El accidente (Apuntes para una novela)

(Por: Ricardo Ayllón - El Ornitorrinco) TENÍAMOS POCO TIEMPO viviendo en la urbanización Los Pinos, pero mamá parecía conocer mejor que nadie a los vecinos; y en Santos había forjado una gran confianza. Muchacho de diez que parecía de doce, de trece años.
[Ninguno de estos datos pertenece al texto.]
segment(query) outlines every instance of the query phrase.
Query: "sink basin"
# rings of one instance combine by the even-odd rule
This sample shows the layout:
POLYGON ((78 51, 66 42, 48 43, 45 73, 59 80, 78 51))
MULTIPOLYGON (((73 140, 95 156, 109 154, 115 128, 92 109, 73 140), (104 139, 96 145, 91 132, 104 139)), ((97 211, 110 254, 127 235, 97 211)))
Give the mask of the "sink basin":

Alto y delgado como un gran tallo de álamo, impulsivo como un caballo salvaje y de facciones duras aunque ligero de palabras, Santos fue un pequeño maestro durante las horas que nos desligábamos del seno familiar.

Habíamos llegado a Los Pinos dos años antes, directamente a una casa de estreno en la pendiente de ese gran médano que es el cerro San Pedro, al norte de Chimbote.
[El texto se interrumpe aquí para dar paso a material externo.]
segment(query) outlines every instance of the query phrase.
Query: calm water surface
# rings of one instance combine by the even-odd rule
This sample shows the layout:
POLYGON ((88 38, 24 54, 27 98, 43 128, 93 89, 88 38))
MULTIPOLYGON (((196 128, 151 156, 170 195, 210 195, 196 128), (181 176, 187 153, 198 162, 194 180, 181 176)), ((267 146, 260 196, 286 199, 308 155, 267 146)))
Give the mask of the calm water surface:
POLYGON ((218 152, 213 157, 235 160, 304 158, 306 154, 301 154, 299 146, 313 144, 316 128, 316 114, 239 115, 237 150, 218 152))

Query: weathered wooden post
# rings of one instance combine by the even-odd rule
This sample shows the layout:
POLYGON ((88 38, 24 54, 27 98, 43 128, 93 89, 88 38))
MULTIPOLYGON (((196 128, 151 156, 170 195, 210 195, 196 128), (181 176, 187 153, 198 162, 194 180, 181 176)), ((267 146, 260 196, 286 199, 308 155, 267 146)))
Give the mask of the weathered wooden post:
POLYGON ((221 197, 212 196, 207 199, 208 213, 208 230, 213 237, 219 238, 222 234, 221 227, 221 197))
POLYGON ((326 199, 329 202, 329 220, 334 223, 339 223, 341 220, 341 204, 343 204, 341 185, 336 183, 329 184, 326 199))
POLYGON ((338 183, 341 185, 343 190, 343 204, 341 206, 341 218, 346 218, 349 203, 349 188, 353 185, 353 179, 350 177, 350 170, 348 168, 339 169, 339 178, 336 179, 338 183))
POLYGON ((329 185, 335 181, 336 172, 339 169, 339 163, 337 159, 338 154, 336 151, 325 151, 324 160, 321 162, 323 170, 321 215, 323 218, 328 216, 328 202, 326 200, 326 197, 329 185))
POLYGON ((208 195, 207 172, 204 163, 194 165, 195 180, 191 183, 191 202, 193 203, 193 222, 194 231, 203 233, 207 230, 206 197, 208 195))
La casa nueva: su olor arenoso y su luz impecable atacando las habitaciones desnudas, el eco de los espacios vacíos brotando de las voces de mi hermano y de mis padres. El día en que llegamos, Hernán y yo salimos de ella buscando un complemento, un paisaje amable.

Cruzamos la calzada de radiante asfalto y hallamos a un niño mayor que nosotros hurgando en el luminoso arenal. No le preguntamos su nombre, nos unimos a su juego de armar edificios enanos con los trozos de ladrillo sobrantes de las casas acabadas de construir. Un rato después su nombre llegó solo: Santos.
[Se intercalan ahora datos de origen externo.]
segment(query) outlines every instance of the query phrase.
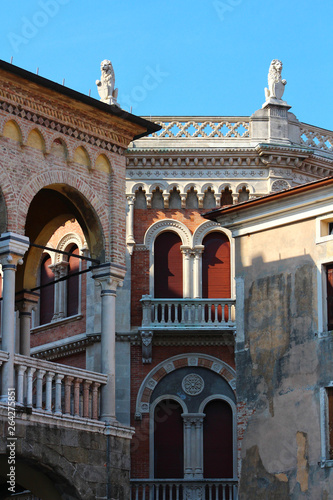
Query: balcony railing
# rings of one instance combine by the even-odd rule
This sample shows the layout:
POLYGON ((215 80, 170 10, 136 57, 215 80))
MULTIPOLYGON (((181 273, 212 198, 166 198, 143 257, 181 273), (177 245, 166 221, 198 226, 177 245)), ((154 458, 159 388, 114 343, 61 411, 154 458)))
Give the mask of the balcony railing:
POLYGON ((144 295, 143 328, 234 329, 233 299, 154 299, 144 295))
POLYGON ((233 479, 131 479, 131 500, 237 500, 233 479))
MULTIPOLYGON (((8 353, 0 351, 0 366, 8 353)), ((30 413, 96 421, 103 375, 15 354, 15 396, 18 408, 30 413)))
Era medio día en Los Pinos y el verano no se había despedido del todo. En algún momento la madre de nuestro nuevo amigo lo llamó para almorzar y él se perdió por la puerta de su casa a la velocidad de un respiro. Apellidaba Gonzales, y ese año había llegado con su familia desde la sierra de La Libertad.

La urbanización Los Pinos no es la misma ahora, pero su orden inicial sigue siendo semejante. Todavía descansa sobre una pendiente arenosa y desteñida que es como una mano abierta frente a la carretera Panamericana.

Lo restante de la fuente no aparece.